The Laboratory of Art and Ideas at Belmar was a contemporary art institution located in Lakewood, a suburb on the western boundary of Denver, Colorado. Founded by Executive Director Adam Lerner, The Lab at Belmar was a 104 acre mixed-use residential and commercial urban neighborhood located in Lakewood. Operating in a storefront in Belmar since May 2004, The Lab opened in a dedicated space at Belmar in fall 2006. In March 2009 The Lab merged with MCA Denver (Museum of Contemporary Art Denver), and Adam Lerner became Director of MCA Denver. In May 2009 the Belmar location was closed and its programming was integrated into MCA Denver.

==History==
An institution dedicated to art and thought, combining elements of museum, think tank, and public forum, The Lab at Belmar was conceived as a space for the public to engage with artists and scholars, and to advance discussion of and experimentation with issues related to contemporary culture. Programs at The Lab included exhibitions and several lecture series, music performances, and other public programs.

In fall 2006 The Lab launched its full program in an 11500 sqft space adjacent to Belmar's central open-air Plaza. Architect Hagy Belzberg of Belzberg Architects of Santa Monica, California was selected to design The Lab's new home. In keeping with The Lab's dual role as gallery and community space, Belzberg adapted the building to allow for a range of visitor experiences.

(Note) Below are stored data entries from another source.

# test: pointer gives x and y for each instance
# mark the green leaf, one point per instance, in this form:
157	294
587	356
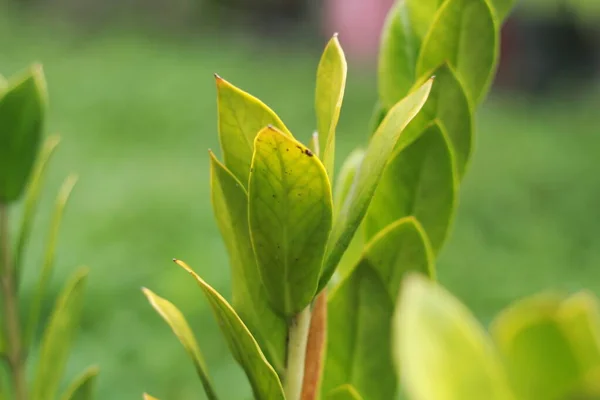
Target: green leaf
377	117
524	333
241	117
346	178
441	350
420	15
344	392
58	338
290	212
331	81
32	197
398	54
376	156
22	109
448	104
83	387
580	317
361	309
230	205
263	378
49	256
419	181
464	35
176	321
403	246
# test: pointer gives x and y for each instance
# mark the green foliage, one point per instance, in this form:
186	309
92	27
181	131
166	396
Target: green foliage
331	81
83	387
22	108
22	169
58	337
290	213
436	339
175	319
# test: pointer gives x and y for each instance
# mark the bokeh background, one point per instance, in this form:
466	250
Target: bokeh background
133	97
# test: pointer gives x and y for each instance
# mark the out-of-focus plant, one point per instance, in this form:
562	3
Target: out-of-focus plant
23	167
382	325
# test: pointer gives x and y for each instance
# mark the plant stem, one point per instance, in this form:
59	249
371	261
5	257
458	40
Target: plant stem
14	351
296	353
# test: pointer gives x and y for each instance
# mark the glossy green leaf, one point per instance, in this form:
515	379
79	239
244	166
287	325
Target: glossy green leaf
361	309
230	205
246	351
441	350
345	179
398	54
176	321
376	156
344	392
419	181
22	108
464	35
32	197
83	387
241	117
525	333
58	338
49	257
448	105
420	14
502	8
331	81
290	213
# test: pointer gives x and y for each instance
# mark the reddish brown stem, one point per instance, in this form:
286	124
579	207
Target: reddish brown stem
315	349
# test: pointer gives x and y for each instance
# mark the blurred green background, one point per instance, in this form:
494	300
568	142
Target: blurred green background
135	104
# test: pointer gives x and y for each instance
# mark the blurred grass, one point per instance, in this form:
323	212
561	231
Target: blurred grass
137	114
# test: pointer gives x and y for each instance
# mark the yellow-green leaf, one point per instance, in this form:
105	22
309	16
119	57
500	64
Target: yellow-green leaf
580	317
538	348
22	109
344	392
418	181
331	81
464	35
58	338
448	105
48	264
441	351
263	378
345	179
230	205
84	386
32	197
176	321
290	213
376	157
361	309
241	117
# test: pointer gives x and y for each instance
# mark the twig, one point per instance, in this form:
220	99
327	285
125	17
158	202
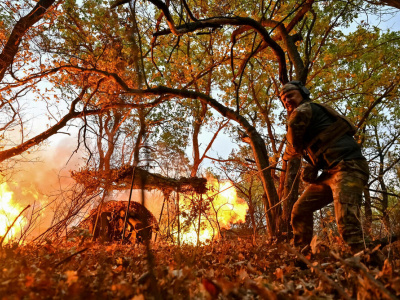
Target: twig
69	257
9	227
319	272
356	265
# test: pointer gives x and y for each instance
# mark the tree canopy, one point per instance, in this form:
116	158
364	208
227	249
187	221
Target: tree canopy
144	79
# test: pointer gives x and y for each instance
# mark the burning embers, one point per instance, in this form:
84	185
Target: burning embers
202	217
9	211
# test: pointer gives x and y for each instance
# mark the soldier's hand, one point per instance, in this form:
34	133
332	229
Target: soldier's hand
309	174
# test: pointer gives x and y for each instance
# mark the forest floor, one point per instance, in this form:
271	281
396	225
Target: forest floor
231	269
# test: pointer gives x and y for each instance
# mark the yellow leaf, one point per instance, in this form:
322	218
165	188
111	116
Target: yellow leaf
72	276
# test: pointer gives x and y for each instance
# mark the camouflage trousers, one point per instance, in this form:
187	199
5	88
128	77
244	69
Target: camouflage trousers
342	184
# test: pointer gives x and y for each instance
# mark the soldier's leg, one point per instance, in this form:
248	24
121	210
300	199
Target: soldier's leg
315	197
347	185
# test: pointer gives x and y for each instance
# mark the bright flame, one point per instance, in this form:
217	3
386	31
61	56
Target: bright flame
8	212
224	210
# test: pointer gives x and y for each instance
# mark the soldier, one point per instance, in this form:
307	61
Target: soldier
325	139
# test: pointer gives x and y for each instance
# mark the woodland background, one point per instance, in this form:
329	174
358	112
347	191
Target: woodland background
154	84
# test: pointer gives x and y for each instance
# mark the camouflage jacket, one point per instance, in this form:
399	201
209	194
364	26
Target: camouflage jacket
306	122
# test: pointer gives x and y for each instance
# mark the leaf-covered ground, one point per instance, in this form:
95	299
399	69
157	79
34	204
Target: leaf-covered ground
234	269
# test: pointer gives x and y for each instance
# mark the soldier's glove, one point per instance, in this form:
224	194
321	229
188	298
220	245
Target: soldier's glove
309	174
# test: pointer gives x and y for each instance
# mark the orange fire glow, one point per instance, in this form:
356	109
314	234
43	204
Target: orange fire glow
9	210
225	209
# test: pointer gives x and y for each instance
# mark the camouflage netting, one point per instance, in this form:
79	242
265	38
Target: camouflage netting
111	220
121	179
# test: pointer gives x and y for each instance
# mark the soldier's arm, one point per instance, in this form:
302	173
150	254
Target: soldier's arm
297	125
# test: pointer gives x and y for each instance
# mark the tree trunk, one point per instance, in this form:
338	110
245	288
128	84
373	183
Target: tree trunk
368	212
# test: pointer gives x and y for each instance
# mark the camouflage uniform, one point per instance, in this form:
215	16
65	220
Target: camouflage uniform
345	172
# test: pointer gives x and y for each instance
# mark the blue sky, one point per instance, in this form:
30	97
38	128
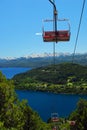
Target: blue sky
21	19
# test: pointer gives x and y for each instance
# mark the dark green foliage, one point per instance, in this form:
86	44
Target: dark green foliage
65	77
80	115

The Lab at Belmar began as a collaboration between Continuum Partners, the developers of Belmar, and the Denver Art Museum, where Adam Lerner was formerly Master Teacher for Modern and Contemporary Art. Lerner and Lewis Sharp, Director of the Denver Art Museum, worked together to develop The Lab as a center for experimental programming. The Lab was guided by an advisory committee of scholars, museum professionals, and artists.

==Exhibitions==
In fall 2006 The Lab launched its exhibitions program with Fantôme Afrique, a three-screen film installation by British artist Isaac Julien. This was the work's United States debut. The Lab was one of three institutions to commission the work, along with the Pompidou Center in Paris and the Ellipse Foundation in Portugal. Julien is Britain's preeminent black filmmaker, as well as an artist, writer, and scholar known for exploring the relationship between history and visual pleasure.

Shot in Africa, Fantôme Afrique incorporates archival footage from early colonial expeditions and African political history. Inspired by French author André Gide’s 1925 expedition to Africa with his filmmaker companion Marc Allégret, the film presents dance, architecture and the cinematic milieu itself to explore the creative possibilities that emerge at the point of interaction between local and global culture.

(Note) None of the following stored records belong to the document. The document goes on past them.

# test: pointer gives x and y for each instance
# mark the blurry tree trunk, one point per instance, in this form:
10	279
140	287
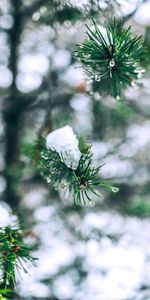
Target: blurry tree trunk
12	112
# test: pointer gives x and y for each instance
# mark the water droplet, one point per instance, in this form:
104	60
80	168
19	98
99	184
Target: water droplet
48	179
92	203
87	55
114	189
118	98
97	78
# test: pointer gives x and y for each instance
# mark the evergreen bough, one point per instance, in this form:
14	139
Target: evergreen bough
81	183
111	60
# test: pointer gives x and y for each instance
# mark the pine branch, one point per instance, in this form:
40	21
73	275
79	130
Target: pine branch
12	252
82	182
111	57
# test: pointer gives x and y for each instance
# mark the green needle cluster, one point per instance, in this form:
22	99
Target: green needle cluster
81	183
112	61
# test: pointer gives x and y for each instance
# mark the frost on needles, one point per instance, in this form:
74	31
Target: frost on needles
66	162
111	57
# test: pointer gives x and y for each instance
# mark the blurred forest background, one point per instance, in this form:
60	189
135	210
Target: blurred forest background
94	253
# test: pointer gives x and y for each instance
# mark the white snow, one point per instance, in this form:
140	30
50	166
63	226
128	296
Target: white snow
4	217
65	143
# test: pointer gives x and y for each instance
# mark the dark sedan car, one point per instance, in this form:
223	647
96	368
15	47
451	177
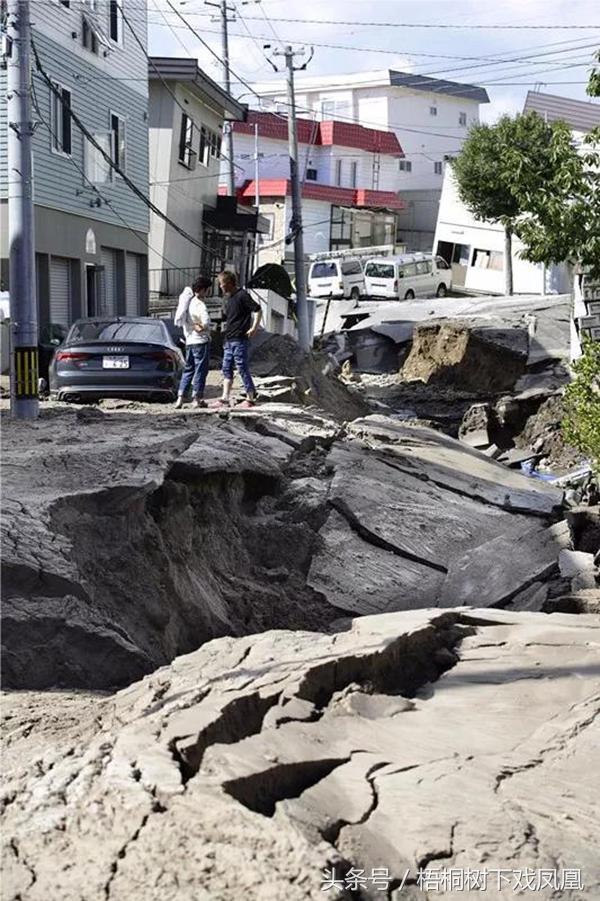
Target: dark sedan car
116	357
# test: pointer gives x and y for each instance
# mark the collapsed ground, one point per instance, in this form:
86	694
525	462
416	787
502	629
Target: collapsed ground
334	723
130	539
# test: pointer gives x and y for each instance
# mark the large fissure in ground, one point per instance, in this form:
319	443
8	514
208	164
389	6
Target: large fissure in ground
163	571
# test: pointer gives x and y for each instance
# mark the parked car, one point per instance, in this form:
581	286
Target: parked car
407	276
336	278
125	356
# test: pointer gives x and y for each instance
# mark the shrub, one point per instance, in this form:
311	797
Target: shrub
581	425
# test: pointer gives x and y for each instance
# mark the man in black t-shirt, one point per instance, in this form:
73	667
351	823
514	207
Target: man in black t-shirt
241	319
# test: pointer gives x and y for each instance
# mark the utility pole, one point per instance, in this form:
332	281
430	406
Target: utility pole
256	194
224	10
24	402
296	222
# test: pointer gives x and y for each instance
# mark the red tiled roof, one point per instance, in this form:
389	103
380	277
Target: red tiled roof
334	133
280	187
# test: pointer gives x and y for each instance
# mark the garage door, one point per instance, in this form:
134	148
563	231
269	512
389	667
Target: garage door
132	284
60	291
109	261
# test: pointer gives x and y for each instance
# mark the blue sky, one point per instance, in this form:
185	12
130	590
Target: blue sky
507	62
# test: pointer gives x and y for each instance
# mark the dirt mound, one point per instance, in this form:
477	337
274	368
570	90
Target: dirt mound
453	354
131	539
256	766
314	384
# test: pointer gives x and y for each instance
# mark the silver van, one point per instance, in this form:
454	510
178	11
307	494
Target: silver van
407	276
337	278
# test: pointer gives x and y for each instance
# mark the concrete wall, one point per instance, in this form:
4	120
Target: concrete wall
417	222
275	311
63	235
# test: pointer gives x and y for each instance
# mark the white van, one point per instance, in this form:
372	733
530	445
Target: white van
407	276
337	278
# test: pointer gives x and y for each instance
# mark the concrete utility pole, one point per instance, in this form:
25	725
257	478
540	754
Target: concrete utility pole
256	194
304	335
224	10
23	302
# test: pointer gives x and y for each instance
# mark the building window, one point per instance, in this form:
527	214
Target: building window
215	145
204	148
116	21
327	109
117	129
488	259
95	165
187	155
89	38
60	103
267	237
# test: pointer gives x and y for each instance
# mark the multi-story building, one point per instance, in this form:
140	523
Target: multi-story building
187	115
475	248
348	175
90	226
430	116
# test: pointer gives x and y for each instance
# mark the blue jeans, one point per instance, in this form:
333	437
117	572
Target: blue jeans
197	358
235	352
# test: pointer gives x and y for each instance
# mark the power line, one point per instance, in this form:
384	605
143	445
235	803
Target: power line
428	25
467	89
354	48
260	97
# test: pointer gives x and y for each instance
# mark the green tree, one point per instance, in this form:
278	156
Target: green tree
502	169
562	224
581	424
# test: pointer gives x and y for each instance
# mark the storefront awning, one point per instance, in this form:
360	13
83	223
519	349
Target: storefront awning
230	216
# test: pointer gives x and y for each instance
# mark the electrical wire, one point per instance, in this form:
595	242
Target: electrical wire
428	25
252	90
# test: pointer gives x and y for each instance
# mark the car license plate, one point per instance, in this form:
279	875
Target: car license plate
115	362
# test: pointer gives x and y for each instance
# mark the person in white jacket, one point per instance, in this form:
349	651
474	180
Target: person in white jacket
192	316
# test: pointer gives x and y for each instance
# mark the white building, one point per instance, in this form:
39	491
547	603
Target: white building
348	176
430	116
187	111
475	249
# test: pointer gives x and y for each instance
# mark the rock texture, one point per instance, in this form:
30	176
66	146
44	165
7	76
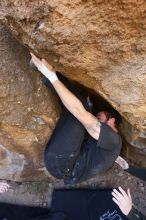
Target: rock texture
100	44
28	113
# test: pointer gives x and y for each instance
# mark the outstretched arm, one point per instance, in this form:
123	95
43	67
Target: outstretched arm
71	102
123	200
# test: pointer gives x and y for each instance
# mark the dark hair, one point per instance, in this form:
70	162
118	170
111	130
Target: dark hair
112	113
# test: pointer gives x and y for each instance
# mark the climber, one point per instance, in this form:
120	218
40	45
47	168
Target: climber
69	155
124	201
4	187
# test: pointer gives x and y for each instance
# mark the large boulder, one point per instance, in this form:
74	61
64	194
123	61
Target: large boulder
28	114
101	45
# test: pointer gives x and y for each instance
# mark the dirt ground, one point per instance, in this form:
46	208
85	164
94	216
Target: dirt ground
40	193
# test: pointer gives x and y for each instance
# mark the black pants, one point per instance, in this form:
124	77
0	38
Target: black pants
138	172
64	146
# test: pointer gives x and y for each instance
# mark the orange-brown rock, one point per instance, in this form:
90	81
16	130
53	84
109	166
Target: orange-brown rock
100	44
28	113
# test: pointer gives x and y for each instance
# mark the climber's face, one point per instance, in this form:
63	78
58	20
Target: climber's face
101	116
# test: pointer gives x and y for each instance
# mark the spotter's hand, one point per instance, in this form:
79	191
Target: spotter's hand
123	200
45	68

In spring 2007 Liam Gillick organized an exhibition and design an environment featuring a selection of films and videos made by Americans documenting their personal stories. Gillick collaborated with professional folklorists and ethnographers to produce and exhibit a range of material which included home movies, oral histories, video testimonials or other forms of amateur and professional documentation of individual stories.

==Programs==
The Lab’s public lecture series fostered interactive experiences that explore contemporary art and culture.

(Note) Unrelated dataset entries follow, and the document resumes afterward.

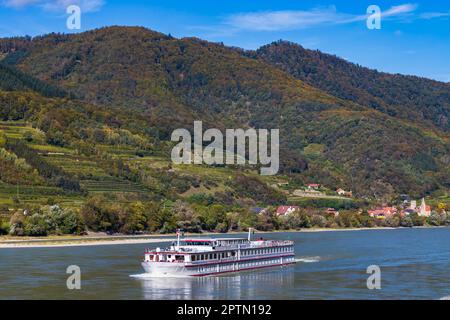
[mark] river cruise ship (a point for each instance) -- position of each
(213, 256)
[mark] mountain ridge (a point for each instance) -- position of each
(368, 148)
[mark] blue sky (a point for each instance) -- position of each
(414, 37)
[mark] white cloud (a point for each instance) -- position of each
(432, 15)
(297, 19)
(400, 10)
(55, 5)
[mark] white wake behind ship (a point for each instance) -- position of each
(213, 256)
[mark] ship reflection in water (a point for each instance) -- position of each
(244, 285)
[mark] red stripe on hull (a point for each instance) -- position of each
(244, 269)
(241, 260)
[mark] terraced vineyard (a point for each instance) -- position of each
(93, 178)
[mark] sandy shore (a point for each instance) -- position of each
(79, 242)
(71, 241)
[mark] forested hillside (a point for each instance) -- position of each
(377, 134)
(407, 97)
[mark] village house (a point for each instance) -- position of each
(313, 186)
(423, 210)
(382, 213)
(286, 210)
(344, 193)
(332, 212)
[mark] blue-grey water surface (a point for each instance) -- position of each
(415, 264)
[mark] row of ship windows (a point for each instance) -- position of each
(266, 251)
(252, 252)
(244, 265)
(213, 256)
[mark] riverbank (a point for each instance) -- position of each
(99, 240)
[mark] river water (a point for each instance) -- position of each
(414, 264)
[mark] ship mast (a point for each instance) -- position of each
(249, 233)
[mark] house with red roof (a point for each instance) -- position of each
(286, 210)
(384, 212)
(313, 186)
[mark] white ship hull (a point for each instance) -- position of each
(161, 269)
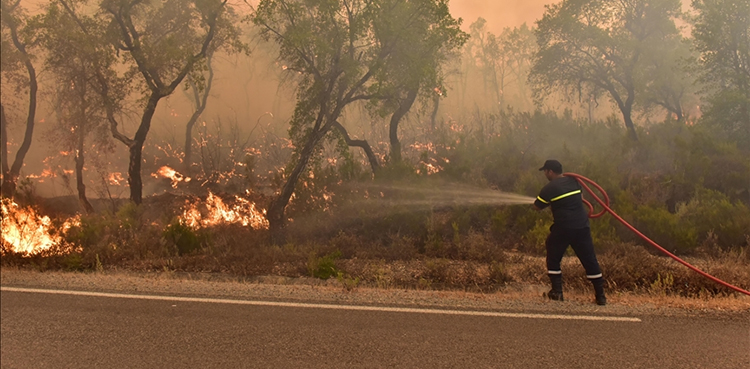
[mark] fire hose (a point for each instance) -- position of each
(606, 209)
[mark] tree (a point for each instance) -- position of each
(722, 37)
(75, 52)
(671, 83)
(341, 51)
(162, 42)
(16, 57)
(590, 45)
(200, 97)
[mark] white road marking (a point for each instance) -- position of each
(324, 306)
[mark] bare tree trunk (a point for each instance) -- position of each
(200, 106)
(435, 107)
(136, 150)
(276, 218)
(9, 181)
(3, 145)
(626, 108)
(81, 132)
(362, 144)
(79, 175)
(403, 108)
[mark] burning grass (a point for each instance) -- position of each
(26, 232)
(227, 234)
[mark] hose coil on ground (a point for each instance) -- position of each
(606, 209)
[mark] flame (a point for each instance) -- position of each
(27, 232)
(115, 178)
(242, 212)
(175, 176)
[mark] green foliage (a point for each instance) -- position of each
(324, 267)
(721, 33)
(184, 238)
(589, 47)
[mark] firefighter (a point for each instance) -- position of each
(570, 228)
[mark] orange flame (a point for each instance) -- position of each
(27, 232)
(173, 175)
(243, 212)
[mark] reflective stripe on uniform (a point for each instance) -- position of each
(566, 195)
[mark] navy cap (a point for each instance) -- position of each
(552, 165)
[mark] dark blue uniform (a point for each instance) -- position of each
(571, 226)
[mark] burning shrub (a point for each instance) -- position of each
(184, 238)
(217, 212)
(26, 232)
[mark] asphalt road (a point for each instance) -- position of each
(64, 331)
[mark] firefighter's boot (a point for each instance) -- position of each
(556, 292)
(598, 283)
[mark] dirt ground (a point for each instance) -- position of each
(515, 297)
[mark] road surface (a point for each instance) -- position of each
(43, 330)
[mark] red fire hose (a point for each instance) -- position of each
(605, 205)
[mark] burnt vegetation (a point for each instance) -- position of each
(143, 137)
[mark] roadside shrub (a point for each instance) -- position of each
(323, 267)
(182, 237)
(710, 211)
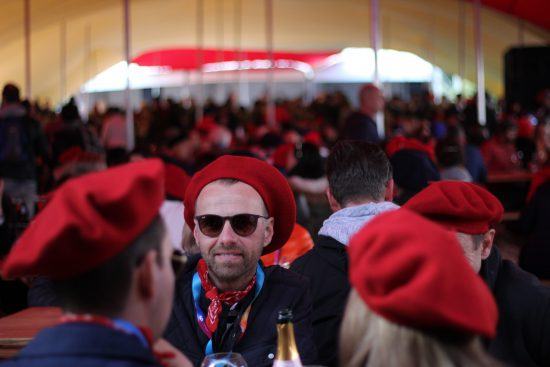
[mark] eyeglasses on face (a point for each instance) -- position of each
(244, 225)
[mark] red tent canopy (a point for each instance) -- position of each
(188, 58)
(534, 11)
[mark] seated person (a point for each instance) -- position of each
(108, 255)
(415, 301)
(524, 304)
(238, 209)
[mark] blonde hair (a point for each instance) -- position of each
(367, 339)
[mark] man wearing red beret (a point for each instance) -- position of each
(523, 334)
(238, 208)
(108, 254)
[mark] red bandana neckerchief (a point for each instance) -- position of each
(216, 298)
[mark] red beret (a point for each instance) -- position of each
(458, 206)
(264, 178)
(176, 181)
(89, 220)
(412, 272)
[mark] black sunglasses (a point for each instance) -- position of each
(244, 225)
(178, 261)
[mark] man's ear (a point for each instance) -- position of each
(269, 231)
(487, 243)
(334, 205)
(145, 275)
(388, 195)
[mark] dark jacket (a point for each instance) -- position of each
(359, 126)
(535, 256)
(282, 289)
(326, 266)
(35, 145)
(523, 332)
(83, 345)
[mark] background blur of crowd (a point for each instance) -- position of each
(510, 154)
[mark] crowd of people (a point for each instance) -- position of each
(385, 248)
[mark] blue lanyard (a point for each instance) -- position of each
(197, 288)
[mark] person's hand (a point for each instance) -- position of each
(170, 356)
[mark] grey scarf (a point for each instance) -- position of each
(344, 223)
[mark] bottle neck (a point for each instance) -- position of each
(286, 343)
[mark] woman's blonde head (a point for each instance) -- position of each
(367, 339)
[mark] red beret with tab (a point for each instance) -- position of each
(264, 178)
(89, 220)
(458, 206)
(412, 272)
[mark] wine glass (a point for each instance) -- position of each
(224, 360)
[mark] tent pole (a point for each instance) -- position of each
(375, 37)
(375, 43)
(462, 42)
(199, 105)
(270, 73)
(63, 60)
(27, 27)
(238, 45)
(481, 113)
(127, 100)
(521, 32)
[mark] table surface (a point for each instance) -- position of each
(18, 329)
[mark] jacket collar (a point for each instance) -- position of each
(87, 340)
(490, 268)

“Mixed Taste: Tag Team Lectures on Unrelated Topics” brought together topics and ideas that are typically found in separate fields. The lecture series paired, for example, the Curator of African Art at the Denver Art Museum with a wholesale sake distributor, and a professional film critic with a bird store owner.

The “School of Music Reform” was an experimental performance and discussion program designed to connect the general public with music. Each program focused on a single composer and performer and included a presentation of a piece of music followed by performances that offered new forms or variations of the original work. A magician, preacher, barber shop quartet, and other guest performers were brought in to help relate concepts such as rhythm, repetition, and improvisation. Topics included the music of Charles Mingus, Philip Glass, Terry Riley, Laurie Anderson, Frank Zappa, and Björk.

“Mishugas! Appreciating Contemporary Art and Things You Learn From Aunt Miriam” was a didactic lecture series led by Adam Lerner and inspired by videotaped interviews with his aunt, Miriam Edelman. The series combined slides with lectures to introduce audiences to contemporary art and the history of ideas.

The Lab also hosted a series of classes and workshops teaching specific craft skills by the Denver chapter of the Church of Craft. These workshops created a gathering place for people to engage with local artists and craft professionals on projects.